By doing the before and after plotting there are ample possibilities to trick your self into think that the batch effects is gone and you are left with a group effect. This can be achieved with clustring/pca plots, but also the more dedicated tool PCVA has been used. PCVA estimates the effects in a data set. If you feed PCVA with the same information (batch,group) as you did in the batch removal step, then no batch effect will be estimated, if it was, it would also have been estimated by the removal-tool and removed in the "clean" data. The remaining batch effect (the estimation error) will not be detected as a batch effect, but some of it will be identified as a group effect if your data set is very unbalanced. I found this by doing a lot of simulations with known group/batch effects.
How can we be sure we are not tricking ourselves with these methods?
By knowing their limitations, i.e the "clean data" will contain batch effects as well. The more ideal solution would be not to use them, preferably by not having batch effects in the first place, or having a balanced design, or account for batch in the statistical analysis to be performed.
Yesterday I've heard that some of my former co-authors had to retract a Nature paper due to invalid statistics for the null model. Ok, well that is a tough pill, that can happen to anyone. It is not easy to get that right. In fact some years back when I was less experienced not being sure if I did an analysis right used to keep me up at night ... I am still not sure if I do it right but I sleep better ;-)

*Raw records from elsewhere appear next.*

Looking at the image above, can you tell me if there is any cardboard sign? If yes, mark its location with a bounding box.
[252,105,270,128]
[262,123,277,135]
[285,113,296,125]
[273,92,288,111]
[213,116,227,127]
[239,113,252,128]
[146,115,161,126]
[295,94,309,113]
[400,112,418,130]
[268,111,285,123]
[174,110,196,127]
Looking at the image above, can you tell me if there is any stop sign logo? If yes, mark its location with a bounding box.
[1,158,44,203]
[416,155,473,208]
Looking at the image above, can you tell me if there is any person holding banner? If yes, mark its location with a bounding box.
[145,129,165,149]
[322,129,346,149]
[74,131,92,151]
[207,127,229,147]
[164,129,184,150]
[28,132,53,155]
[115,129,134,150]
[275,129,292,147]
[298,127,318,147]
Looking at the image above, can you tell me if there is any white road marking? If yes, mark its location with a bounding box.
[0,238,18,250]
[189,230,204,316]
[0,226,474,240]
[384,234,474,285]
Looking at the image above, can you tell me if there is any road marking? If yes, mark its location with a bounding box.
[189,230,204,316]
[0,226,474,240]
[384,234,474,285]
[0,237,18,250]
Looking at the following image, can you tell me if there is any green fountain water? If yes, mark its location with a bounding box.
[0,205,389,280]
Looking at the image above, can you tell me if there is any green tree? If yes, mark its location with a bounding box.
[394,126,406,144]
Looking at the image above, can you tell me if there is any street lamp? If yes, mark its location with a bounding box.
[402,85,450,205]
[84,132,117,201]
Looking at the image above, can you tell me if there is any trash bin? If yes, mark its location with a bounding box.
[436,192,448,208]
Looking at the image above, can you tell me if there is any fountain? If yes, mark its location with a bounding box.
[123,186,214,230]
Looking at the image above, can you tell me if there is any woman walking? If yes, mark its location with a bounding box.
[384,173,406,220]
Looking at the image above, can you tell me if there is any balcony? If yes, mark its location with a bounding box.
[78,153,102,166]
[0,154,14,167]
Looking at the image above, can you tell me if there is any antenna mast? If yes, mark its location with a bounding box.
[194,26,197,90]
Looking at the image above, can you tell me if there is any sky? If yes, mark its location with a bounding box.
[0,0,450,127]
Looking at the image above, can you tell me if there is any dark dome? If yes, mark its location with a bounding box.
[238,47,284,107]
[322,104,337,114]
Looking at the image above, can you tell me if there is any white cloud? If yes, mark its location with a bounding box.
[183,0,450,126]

But what was really eye opening to me is that when I read the paper itself it lays out extremely convincing plots, visualizations and effect sizes that show strong and radical effects that are based on the data. Only that the data in turn was no better than random noise! But then how could that possibly happen - the answer is that the dimensionality of the space is huge. There is always something that seems to fall into place. I know the authors, both are well intentioned and honest scientists. But then it also shows better than anything just how easily one can get fooled when dealing with methods they don't fully understand. You can get very convincing plots out of what is essentially random noise - I think this paper should be taught in school!

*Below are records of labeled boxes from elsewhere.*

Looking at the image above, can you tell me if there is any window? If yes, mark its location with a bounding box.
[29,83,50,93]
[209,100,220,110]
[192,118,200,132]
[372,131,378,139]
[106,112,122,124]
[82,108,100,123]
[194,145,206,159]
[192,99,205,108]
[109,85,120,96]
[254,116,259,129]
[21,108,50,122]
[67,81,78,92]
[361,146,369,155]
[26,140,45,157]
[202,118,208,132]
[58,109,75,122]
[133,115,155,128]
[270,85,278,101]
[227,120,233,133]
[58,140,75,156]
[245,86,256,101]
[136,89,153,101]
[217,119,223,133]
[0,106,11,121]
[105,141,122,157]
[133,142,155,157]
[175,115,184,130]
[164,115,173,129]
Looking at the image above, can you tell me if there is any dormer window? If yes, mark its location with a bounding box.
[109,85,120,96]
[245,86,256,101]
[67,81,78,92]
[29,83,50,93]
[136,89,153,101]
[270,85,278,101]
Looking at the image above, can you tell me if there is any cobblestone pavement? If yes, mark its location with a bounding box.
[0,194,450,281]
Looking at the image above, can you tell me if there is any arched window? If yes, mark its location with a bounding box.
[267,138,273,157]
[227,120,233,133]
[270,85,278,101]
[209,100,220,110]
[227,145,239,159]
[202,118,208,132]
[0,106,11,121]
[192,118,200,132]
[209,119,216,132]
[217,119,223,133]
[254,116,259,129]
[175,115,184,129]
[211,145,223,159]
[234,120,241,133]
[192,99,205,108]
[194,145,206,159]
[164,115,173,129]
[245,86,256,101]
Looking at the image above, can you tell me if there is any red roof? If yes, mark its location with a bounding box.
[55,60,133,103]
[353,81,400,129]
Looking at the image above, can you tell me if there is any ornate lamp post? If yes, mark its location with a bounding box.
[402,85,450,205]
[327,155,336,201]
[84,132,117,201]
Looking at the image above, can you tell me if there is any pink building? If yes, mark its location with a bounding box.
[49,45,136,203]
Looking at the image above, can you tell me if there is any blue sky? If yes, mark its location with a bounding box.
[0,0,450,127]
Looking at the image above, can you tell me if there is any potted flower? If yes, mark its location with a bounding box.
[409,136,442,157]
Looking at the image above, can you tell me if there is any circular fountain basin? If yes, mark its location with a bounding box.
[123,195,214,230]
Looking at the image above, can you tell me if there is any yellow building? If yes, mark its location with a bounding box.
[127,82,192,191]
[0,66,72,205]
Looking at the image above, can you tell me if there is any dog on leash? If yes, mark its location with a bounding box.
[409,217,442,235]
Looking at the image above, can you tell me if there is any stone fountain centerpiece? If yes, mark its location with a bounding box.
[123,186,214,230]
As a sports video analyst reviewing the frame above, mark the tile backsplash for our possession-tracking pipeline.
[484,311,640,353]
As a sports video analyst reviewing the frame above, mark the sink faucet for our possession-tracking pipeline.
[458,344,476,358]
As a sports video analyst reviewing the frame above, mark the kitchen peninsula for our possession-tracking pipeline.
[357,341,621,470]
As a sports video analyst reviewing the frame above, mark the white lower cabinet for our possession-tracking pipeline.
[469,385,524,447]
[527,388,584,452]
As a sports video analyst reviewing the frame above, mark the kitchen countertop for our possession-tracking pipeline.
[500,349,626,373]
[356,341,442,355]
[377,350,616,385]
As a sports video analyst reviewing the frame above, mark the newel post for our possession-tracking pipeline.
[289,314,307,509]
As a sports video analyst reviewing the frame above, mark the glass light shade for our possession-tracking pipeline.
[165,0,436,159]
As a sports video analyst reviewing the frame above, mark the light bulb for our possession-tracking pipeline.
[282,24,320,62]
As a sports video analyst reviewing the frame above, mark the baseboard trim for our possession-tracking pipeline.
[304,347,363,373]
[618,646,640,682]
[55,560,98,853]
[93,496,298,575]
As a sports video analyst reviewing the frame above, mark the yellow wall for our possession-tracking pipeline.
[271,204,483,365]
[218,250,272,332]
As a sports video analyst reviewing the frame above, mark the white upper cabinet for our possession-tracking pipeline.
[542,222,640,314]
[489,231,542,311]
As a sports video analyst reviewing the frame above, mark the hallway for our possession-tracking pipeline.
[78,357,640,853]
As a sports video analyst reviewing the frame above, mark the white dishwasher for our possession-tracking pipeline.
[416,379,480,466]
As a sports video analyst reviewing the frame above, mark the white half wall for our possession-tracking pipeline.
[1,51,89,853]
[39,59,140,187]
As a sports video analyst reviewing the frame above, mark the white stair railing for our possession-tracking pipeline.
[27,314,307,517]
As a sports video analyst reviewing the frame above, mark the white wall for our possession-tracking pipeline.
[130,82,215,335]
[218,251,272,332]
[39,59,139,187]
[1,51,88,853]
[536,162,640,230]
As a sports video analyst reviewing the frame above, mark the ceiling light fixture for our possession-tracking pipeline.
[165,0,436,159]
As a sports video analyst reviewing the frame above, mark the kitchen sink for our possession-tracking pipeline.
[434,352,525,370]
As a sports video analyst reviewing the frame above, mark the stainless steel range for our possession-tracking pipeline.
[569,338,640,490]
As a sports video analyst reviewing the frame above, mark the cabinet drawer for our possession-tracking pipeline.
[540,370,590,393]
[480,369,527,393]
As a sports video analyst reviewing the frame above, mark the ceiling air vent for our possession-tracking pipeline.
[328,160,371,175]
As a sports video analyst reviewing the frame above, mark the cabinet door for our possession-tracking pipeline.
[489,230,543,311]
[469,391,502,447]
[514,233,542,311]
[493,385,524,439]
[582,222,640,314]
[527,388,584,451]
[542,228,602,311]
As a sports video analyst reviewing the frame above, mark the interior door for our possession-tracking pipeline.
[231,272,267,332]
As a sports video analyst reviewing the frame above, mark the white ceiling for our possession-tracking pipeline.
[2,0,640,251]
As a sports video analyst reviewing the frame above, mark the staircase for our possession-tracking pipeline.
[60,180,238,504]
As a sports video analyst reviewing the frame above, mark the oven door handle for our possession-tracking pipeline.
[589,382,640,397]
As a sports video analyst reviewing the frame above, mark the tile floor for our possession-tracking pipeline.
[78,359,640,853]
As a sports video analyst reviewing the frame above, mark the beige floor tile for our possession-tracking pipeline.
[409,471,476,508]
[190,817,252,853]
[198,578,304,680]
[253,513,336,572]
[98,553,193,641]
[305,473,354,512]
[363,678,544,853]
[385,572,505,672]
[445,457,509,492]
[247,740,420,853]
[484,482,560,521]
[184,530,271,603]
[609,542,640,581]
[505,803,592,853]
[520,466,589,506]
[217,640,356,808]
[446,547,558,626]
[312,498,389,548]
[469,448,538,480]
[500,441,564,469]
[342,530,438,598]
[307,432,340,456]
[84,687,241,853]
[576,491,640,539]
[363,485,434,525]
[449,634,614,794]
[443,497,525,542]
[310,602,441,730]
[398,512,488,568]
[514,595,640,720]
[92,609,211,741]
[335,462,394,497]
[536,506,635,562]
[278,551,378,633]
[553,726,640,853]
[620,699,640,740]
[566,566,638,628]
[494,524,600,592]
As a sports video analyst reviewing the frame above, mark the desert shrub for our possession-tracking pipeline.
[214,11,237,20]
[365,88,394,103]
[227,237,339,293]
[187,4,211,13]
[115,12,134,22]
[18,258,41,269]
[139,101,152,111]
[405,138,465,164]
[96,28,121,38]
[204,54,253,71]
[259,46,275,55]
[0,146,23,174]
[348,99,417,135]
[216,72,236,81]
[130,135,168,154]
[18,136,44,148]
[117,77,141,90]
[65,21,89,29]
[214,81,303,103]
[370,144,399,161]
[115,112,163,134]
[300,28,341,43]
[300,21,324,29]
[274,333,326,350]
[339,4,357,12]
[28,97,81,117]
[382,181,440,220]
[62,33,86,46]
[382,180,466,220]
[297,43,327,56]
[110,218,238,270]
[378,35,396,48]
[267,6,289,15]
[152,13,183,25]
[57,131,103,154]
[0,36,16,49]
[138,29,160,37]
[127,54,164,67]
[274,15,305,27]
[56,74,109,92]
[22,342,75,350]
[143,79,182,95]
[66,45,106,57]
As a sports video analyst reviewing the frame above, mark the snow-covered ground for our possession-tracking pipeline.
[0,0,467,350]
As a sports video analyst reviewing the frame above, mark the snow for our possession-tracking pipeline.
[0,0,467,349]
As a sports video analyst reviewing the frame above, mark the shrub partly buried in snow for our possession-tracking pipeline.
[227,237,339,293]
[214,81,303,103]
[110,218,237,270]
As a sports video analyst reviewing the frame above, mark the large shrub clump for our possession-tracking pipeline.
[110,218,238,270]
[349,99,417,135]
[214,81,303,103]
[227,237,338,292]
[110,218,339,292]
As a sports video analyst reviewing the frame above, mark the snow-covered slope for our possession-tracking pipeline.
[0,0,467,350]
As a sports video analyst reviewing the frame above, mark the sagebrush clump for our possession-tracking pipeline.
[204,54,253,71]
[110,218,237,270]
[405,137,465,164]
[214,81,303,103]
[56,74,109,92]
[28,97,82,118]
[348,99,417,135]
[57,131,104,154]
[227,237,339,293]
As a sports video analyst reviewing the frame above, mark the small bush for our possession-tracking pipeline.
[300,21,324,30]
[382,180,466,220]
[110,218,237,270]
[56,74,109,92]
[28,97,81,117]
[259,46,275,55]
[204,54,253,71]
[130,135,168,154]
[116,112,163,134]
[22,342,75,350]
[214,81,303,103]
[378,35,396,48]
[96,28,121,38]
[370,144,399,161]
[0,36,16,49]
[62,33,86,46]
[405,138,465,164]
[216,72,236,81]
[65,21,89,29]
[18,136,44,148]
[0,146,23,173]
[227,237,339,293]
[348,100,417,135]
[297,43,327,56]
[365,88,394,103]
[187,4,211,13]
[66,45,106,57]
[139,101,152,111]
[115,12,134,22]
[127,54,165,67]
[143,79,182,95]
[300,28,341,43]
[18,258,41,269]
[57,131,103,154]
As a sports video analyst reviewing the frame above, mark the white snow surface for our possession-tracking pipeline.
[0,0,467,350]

In a nutshell my personal opinion is that batch effect corrections are a valid approach when done right - but then I am also convinced that they do far more damage than good as God knows how many scientists that do not understand it apply it on their data and discover wondrous new phenomena that are not actually there.
Yes, proper negative controls are key (also in computational research!). In my case the negative control using permuted batches was kind of eye-opening and triggered this question. I would still be very much interested in an answer, but maybe this is really a fundamental limitation of batch correction methods we have to live with.
But the data from this paper did not have batch effect, right?
They did not use proper background control, which led to wrong conclusions.
However, if somebody could volunteer on how to look for potential batch effect in samples, that would be highly appreciated and very useful.
yes correct, the point I wanted to make is more about using a tool such as a pattern matcher or say batch effect normalizer that one does not fully understand yet could produce very strong signal
While I have my own thoughs on this, I just tweeted this post to Jeff Leek. Hopefully he can write a reply since he's obviously thought quite a bit about SVA/Combat.